Matt Peperell | Invisible characters

A few days ago I wrote about an issue which was particularly tricky to debug. Here’s another such story from a few months ago.

Context

At this client, we support the websites used by members of the public when applying for or renewing passports online, along with the associated applications, systems, and third-party providers needed for these.

Problem

A specific customer’s passport application was being rejected (due to failure of automated validation checks) and appeared in one of our error queues with the message notifying us that the phone number was missing. We’re used to that; it happens once in a while. The engineer working on the problem asked the customer service team to obtain the applicant’s phone number, and then manually updated the record by copying and pasting it from the email containing it received from the customer service team.

The engineer then, as was established procedure for amending records in this way, resubmitted the application from the error queue. It was again rejected and landed back in the error queue. This time the message notified us that the phone number was invalid.

An initial visual inspection showed nothing out of the ordinary.

Investigation

After performing basic investigation (i.e. a visual inspection of the phone number), our team’s next port of call is typically the application developers. They confirmed to us that there is a regular expression on the front end when users make applications in order to prevent mal-formed phone numbers from being introduced.

At this point, the engineer sought advice from a senior engineer - and this is where I joined the investigation.

Inspecting visually (i.e. not using the website) I again confirmed that the phone number matched the regular expression. A second set of eyes helps, plus performing these checks helps the senior engineer to get up to speed with the details of the problem.

I then clarified the origin of the phone number and realised that it never came from the website (being instead entered manually), and formed the conclusion that the website regular expression would never play a role. It was at this point I suspected Unicode – somewhere between luck and suspicion borne from experience.

To prove or disprove this hypothesis, I then used the tool hexdump (with the -C option) to view the byte-level representation of the number. My expectation was that all bytes would be in the hex range 30-39 (digits 0-9), or 2b (a plus, +, for international numbers), and 20 (a space). Instead we saw

echo +6421333333​ | hexdump -C
00000000  2b 36 34 32 31 33 33 33  33 33 33 e2 80 8b 0a     |+6421333333....|
0000000f

(number masked for privacy reasons)

So there’s a stray character. It would be a simple matter of deleting the erroneous character and re-amending the record, but having gone this far it’s both prudent and intellectually/forensically interesting to identify the nature of the malformation.

My initial interpretation was 808b, which is an invalid byte sequence in UTF-8 encoding. After a bit of circling around I then noticed I’d missed a byte out and the full value was e2808b. A quick websearch for this sequence identified this as being a zero-width space character.

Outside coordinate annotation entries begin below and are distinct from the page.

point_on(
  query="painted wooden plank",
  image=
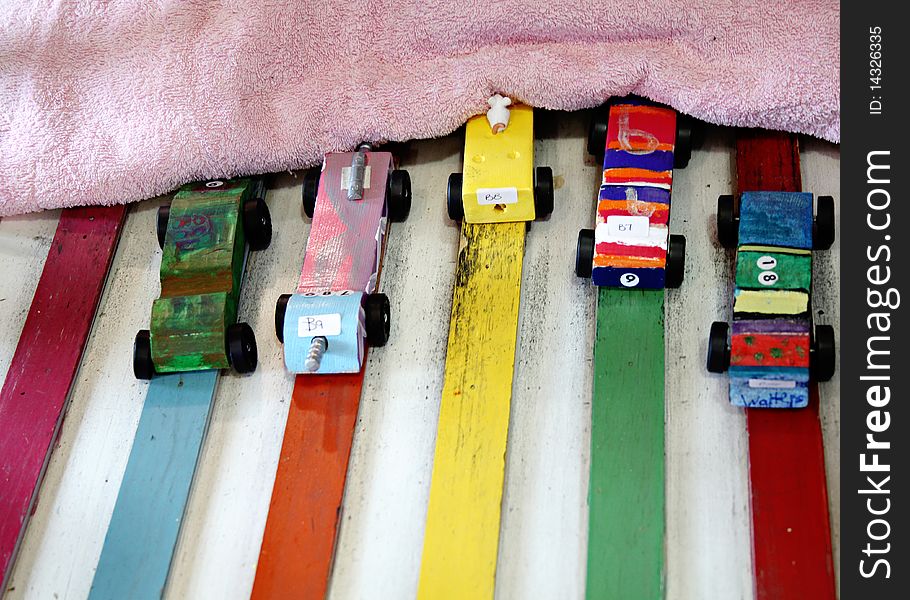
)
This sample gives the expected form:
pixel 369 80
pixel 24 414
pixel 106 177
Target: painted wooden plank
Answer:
pixel 462 528
pixel 791 536
pixel 626 495
pixel 49 350
pixel 305 510
pixel 149 511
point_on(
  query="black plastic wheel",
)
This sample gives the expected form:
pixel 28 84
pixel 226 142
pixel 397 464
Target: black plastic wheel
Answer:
pixel 377 319
pixel 685 133
pixel 310 190
pixel 823 354
pixel 164 213
pixel 257 224
pixel 281 308
pixel 718 348
pixel 597 132
pixel 823 234
pixel 584 253
pixel 543 192
pixel 143 367
pixel 454 202
pixel 241 347
pixel 398 195
pixel 727 222
pixel 676 261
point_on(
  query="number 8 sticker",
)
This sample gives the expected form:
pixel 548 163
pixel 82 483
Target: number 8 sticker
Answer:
pixel 767 278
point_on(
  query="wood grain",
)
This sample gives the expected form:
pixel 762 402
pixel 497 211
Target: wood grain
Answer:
pixel 626 495
pixel 462 530
pixel 49 351
pixel 791 536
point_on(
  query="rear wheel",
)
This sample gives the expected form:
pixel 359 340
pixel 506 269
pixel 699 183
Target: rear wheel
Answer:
pixel 727 223
pixel 310 190
pixel 676 261
pixel 281 309
pixel 543 192
pixel 823 354
pixel 143 367
pixel 164 213
pixel 718 348
pixel 584 253
pixel 257 224
pixel 823 235
pixel 454 202
pixel 377 319
pixel 241 347
pixel 398 195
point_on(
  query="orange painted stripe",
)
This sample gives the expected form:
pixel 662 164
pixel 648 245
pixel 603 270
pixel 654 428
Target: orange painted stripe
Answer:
pixel 298 546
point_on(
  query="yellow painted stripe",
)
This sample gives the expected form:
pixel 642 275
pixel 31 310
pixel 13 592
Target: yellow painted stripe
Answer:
pixel 779 249
pixel 772 302
pixel 462 533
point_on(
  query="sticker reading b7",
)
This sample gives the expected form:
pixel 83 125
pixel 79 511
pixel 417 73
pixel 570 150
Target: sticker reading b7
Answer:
pixel 488 196
pixel 316 325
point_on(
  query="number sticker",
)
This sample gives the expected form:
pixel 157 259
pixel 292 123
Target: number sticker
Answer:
pixel 766 263
pixel 629 279
pixel 767 278
pixel 486 196
pixel 315 325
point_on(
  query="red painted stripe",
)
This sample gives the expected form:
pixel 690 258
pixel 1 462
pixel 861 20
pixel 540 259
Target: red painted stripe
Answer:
pixel 628 250
pixel 791 533
pixel 44 366
pixel 770 350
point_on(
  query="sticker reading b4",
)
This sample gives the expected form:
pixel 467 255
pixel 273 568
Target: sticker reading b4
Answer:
pixel 497 195
pixel 316 325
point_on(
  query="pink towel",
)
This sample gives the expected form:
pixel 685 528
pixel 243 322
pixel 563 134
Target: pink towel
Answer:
pixel 113 101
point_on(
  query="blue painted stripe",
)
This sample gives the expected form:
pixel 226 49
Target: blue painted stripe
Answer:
pixel 645 194
pixel 143 531
pixel 659 160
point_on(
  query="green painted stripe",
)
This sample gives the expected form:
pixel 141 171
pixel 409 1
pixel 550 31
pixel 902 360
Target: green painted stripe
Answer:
pixel 790 271
pixel 626 496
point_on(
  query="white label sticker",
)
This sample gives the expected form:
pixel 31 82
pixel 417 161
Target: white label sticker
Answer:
pixel 628 226
pixel 313 325
pixel 771 384
pixel 767 278
pixel 629 279
pixel 346 177
pixel 497 195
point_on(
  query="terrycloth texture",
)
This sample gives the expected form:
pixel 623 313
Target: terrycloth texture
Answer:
pixel 114 101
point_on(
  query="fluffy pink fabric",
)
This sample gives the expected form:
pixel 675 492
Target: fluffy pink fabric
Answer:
pixel 113 101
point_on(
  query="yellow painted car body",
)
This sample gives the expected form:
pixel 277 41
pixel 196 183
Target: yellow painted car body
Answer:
pixel 498 185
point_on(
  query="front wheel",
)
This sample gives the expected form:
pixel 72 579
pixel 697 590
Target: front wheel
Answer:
pixel 676 262
pixel 543 192
pixel 584 253
pixel 454 203
pixel 377 319
pixel 143 367
pixel 241 347
pixel 398 195
pixel 823 354
pixel 718 348
pixel 257 224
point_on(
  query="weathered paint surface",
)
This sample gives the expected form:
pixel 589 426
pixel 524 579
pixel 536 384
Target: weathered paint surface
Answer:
pixel 462 528
pixel 626 549
pixel 49 351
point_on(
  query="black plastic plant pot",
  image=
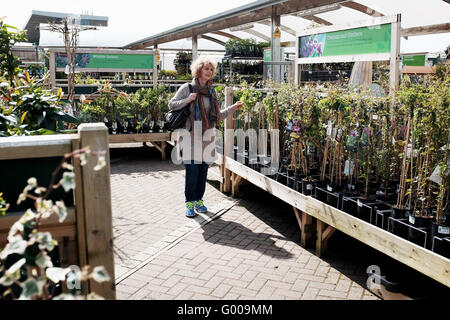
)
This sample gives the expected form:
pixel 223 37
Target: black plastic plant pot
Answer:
pixel 441 246
pixel 420 231
pixel 440 231
pixel 399 227
pixel 291 182
pixel 381 218
pixel 349 205
pixel 308 186
pixel 401 213
pixel 330 198
pixel 281 178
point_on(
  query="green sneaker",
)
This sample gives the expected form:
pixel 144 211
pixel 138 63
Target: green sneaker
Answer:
pixel 200 207
pixel 190 213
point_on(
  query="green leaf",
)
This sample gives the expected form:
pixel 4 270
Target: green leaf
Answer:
pixel 100 274
pixel 17 245
pixel 68 181
pixel 45 241
pixel 31 287
pixel 57 274
pixel 22 119
pixel 43 260
pixel 61 210
pixel 8 279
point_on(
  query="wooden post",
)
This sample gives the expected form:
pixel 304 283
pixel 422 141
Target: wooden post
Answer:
pixel 155 67
pixel 305 223
pixel 97 208
pixel 324 232
pixel 394 69
pixel 79 211
pixel 236 182
pixel 228 140
pixel 52 70
pixel 194 47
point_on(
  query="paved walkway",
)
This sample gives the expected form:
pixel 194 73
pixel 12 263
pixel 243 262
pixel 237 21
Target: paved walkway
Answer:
pixel 246 248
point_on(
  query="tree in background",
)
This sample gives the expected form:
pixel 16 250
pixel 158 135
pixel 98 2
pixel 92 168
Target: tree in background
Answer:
pixel 9 63
pixel 183 62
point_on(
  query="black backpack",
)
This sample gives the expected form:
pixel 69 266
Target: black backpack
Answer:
pixel 176 119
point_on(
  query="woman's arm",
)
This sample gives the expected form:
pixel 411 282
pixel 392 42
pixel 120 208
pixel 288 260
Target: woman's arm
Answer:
pixel 182 98
pixel 227 111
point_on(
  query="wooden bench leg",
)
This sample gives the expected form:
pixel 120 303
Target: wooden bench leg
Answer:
pixel 324 232
pixel 235 183
pixel 163 150
pixel 305 223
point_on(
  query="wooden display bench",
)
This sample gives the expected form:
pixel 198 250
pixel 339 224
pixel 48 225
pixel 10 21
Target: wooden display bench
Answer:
pixel 85 237
pixel 328 219
pixel 157 140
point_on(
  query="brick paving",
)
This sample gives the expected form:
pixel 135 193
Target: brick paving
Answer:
pixel 246 248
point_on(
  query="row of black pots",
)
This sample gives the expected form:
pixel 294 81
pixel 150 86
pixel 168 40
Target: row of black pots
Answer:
pixel 132 128
pixel 377 209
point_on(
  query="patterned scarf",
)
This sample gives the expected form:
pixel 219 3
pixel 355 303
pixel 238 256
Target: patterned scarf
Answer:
pixel 211 120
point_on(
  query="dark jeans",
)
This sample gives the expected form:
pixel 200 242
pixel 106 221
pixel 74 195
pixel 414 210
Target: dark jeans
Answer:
pixel 195 183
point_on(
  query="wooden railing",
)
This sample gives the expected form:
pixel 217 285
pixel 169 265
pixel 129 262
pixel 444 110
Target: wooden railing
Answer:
pixel 85 237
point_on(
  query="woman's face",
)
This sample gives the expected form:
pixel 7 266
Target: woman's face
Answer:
pixel 207 72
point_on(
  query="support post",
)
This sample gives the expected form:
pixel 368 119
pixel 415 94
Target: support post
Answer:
pixel 394 67
pixel 305 223
pixel 52 70
pixel 275 44
pixel 97 208
pixel 194 48
pixel 236 182
pixel 155 67
pixel 324 232
pixel 228 140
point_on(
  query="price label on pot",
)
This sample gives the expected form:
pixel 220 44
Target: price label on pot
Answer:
pixel 444 230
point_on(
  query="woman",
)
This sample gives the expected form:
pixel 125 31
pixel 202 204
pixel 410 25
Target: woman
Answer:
pixel 205 114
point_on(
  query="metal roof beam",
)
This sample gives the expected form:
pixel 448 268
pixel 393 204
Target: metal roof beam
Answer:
pixel 225 34
pixel 362 8
pixel 282 27
pixel 424 30
pixel 212 39
pixel 257 34
pixel 255 11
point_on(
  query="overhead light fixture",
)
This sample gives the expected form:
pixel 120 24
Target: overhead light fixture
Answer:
pixel 242 27
pixel 318 10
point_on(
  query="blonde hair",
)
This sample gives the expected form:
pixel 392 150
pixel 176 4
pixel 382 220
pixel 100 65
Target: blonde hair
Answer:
pixel 198 65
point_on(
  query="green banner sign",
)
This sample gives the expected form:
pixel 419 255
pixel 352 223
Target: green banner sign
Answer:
pixel 414 60
pixel 107 61
pixel 365 40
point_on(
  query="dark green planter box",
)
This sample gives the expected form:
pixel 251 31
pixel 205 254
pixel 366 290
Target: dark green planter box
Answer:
pixel 15 173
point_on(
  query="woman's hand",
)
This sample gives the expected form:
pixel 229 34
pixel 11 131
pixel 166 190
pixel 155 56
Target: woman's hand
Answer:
pixel 238 105
pixel 191 97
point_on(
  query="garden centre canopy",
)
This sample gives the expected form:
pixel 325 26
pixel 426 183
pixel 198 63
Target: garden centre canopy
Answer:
pixel 252 20
pixel 38 17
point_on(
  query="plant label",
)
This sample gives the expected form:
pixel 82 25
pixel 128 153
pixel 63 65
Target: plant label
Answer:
pixel 329 128
pixel 443 230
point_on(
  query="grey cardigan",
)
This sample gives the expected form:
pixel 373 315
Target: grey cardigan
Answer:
pixel 179 101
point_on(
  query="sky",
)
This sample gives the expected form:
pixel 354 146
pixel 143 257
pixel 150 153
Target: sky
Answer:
pixel 132 20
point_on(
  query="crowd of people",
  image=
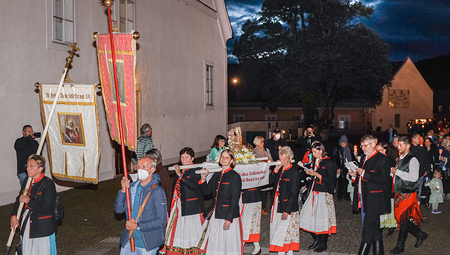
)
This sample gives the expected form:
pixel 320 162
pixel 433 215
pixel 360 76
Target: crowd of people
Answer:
pixel 386 181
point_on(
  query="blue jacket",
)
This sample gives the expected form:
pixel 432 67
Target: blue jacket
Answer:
pixel 154 217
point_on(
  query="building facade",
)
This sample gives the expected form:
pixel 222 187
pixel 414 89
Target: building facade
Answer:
pixel 181 70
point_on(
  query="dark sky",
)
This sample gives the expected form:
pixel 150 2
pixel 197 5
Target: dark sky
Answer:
pixel 417 29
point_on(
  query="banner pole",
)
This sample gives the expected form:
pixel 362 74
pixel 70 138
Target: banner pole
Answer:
pixel 119 116
pixel 41 143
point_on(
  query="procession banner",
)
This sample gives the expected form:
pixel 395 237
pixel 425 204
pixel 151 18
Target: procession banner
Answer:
pixel 73 134
pixel 125 49
pixel 252 175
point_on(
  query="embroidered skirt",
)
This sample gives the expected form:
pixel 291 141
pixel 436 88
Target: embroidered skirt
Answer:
pixel 251 222
pixel 217 241
pixel 37 246
pixel 284 234
pixel 318 214
pixel 182 232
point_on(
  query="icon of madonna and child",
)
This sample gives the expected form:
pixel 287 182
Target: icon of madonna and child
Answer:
pixel 71 128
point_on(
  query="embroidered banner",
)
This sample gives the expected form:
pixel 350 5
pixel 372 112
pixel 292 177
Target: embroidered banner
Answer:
pixel 125 49
pixel 252 175
pixel 73 134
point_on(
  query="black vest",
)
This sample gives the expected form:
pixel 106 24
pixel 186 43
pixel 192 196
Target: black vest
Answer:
pixel 400 185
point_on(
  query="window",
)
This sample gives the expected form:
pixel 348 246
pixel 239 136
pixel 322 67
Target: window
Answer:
pixel 63 21
pixel 124 14
pixel 344 121
pixel 239 117
pixel 397 120
pixel 209 95
pixel 271 117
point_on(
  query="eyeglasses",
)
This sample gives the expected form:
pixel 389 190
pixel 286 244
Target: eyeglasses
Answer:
pixel 365 145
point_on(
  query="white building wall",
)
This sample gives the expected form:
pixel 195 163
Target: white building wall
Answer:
pixel 176 39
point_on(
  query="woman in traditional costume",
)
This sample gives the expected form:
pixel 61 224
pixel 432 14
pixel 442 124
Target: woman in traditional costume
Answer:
pixel 318 215
pixel 284 232
pixel 222 232
pixel 217 147
pixel 185 222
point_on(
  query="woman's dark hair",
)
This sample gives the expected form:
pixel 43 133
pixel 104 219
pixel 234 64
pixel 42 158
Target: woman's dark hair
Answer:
pixel 231 153
pixel 384 145
pixel 40 160
pixel 319 146
pixel 155 154
pixel 216 141
pixel 189 151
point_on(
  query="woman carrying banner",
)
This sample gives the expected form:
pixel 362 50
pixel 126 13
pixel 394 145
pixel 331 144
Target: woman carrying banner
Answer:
pixel 284 232
pixel 222 232
pixel 37 224
pixel 185 221
pixel 318 215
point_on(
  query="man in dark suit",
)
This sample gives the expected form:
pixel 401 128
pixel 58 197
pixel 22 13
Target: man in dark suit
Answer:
pixel 372 196
pixel 275 143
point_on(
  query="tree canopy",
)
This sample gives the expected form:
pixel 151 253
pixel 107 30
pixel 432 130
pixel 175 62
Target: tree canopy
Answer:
pixel 313 52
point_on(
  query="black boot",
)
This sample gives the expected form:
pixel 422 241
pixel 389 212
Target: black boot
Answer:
pixel 400 247
pixel 420 238
pixel 364 249
pixel 316 243
pixel 391 231
pixel 323 239
pixel 377 247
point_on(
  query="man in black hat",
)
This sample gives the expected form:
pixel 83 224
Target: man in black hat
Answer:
pixel 306 140
pixel 275 143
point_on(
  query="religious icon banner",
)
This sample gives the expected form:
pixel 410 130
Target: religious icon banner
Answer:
pixel 73 133
pixel 125 49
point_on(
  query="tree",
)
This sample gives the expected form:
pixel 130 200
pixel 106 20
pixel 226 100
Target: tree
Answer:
pixel 313 52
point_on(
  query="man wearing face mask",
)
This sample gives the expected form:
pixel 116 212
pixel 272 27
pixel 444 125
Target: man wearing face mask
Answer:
pixel 275 143
pixel 306 140
pixel 149 228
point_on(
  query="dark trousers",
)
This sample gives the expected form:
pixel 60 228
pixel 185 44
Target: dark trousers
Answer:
pixel 371 228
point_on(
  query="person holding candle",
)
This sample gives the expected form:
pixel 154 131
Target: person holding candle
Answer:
pixel 185 221
pixel 222 233
pixel 318 216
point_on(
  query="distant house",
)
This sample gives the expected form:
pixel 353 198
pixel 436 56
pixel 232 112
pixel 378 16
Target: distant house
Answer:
pixel 409 98
pixel 181 72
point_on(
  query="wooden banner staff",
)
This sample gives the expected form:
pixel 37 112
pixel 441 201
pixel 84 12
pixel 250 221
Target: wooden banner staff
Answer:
pixel 213 170
pixel 44 135
pixel 119 113
pixel 203 164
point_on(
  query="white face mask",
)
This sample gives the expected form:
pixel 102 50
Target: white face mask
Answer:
pixel 142 174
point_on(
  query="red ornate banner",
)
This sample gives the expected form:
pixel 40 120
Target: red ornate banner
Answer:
pixel 125 49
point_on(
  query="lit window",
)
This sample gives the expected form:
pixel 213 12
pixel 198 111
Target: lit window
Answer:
pixel 209 86
pixel 272 117
pixel 63 21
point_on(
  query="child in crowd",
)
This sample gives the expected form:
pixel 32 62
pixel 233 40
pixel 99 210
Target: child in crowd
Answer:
pixel 437 191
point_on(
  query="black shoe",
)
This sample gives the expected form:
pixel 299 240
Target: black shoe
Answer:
pixel 316 243
pixel 398 249
pixel 364 249
pixel 420 238
pixel 377 247
pixel 391 231
pixel 323 239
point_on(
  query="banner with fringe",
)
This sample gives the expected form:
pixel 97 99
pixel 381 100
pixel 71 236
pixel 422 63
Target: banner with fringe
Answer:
pixel 73 134
pixel 125 49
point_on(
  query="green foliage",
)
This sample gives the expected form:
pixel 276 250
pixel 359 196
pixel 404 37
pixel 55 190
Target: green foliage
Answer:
pixel 313 52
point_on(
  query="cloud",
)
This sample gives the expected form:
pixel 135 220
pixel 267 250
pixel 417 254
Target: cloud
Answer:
pixel 415 28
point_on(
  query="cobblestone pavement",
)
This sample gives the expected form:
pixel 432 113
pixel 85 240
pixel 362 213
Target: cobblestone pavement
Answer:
pixel 347 239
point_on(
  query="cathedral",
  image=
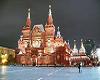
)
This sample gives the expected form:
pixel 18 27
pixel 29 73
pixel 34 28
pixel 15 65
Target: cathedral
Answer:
pixel 41 46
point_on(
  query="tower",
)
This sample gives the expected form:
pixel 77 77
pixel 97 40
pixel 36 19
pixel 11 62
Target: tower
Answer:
pixel 49 27
pixel 26 29
pixel 82 48
pixel 75 50
pixel 58 39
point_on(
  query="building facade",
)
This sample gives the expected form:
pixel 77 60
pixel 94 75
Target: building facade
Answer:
pixel 40 45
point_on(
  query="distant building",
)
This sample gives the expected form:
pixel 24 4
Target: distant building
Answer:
pixel 42 46
pixel 7 56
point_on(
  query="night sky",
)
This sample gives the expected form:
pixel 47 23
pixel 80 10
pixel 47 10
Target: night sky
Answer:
pixel 76 18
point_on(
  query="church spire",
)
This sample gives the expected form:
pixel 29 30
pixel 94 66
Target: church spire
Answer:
pixel 82 48
pixel 50 19
pixel 29 13
pixel 75 44
pixel 28 21
pixel 75 50
pixel 58 33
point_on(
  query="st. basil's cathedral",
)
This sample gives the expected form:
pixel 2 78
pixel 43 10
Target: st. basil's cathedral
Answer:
pixel 41 46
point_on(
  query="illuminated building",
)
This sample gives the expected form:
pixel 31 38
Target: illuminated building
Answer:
pixel 41 46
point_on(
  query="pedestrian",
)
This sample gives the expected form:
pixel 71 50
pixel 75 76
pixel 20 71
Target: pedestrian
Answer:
pixel 79 67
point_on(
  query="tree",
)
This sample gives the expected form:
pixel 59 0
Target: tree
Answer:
pixel 89 45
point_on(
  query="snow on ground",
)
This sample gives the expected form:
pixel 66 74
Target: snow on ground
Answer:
pixel 49 73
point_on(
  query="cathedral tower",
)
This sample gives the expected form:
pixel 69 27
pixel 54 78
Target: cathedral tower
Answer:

Conclusion - this was indeed a funky Unicode character.

Summary of findings

The format of the phone number was mangled in a way invisible to the eye: it contained a Unicode character, specifically a zero-width space. This was brought along when the phone number was copy&pasted from the original email from the customer service team. To be clear: this is no fault of the original engineer, nor of the customer service team who sent us the document in this format. It’s an artifact of how office-based text editors such as Word sometimes present text, and end users should not be expected to know about this behaviour.

Recommended actions

I forget the reason why there was a missing phone number despite the website having validation. Perhaps the validation had only recently been added. That detail isn’t important to the story but I felt I should cover it here in case anyone wonders. But with that validation in place, no further application updates are needed because the issue should not occur again.

Manual updates to records are rare; we see approximately 2 a month. We already perform input validation in the form of a regular expression when we get the phone number directly from the user via the website. The receiving systems to which we send applications (e.g. for identity checking or for referee validation) also have error detection - this being the reason that periodically requests end up in the error queue for manual investigation. The effort required to make an application change to detect these and give a more specific error is probably not counteracted with the amount of time it would save, based on this low occurence rate.

There might be some merit in teaching the application support team about some likely culprits when Unicode extended characters cause problems. (Non-breaking spaces and smart quotes also being occasionally encountered)

One could make the suggestion of typing the number by hand rather than risk introducing formatting errors such as this, but the risk of introducing a typographical, transpositional or some other error is far too great.

Addendum: But what is a zero-width space?

It’s a way to indicate that a line-break may appear at a given point in a chunk of text, but that if the column of text is sufficiently wide that the line break is not necessary.

To demonstrate the effect, in this paragraph of text I’ve writte out numbers in English but separated with ZWSPs. Resize this window by making it narrow to see it in action.

OneTwoThreeFourFiveSixSevenEightNineTenElevenTwelveThirteenFourteenFifteenSixteenSeventeenEighteenNineteenTwenty.

It doesn’t make sense to have linebreaks in a phone number, but the document that was sent to us was a text document, and the text editor used (Word, I think) doesn’t know what it means to be a phone number, so it didn’t know not to add one. ZWSPs are invisible to the naked eye, on screen, and when printed so it only matters in very subtle cases such as this – far too nuanced for something like Word to care about having intelligent heurestics to make the determination of whether to add one or not!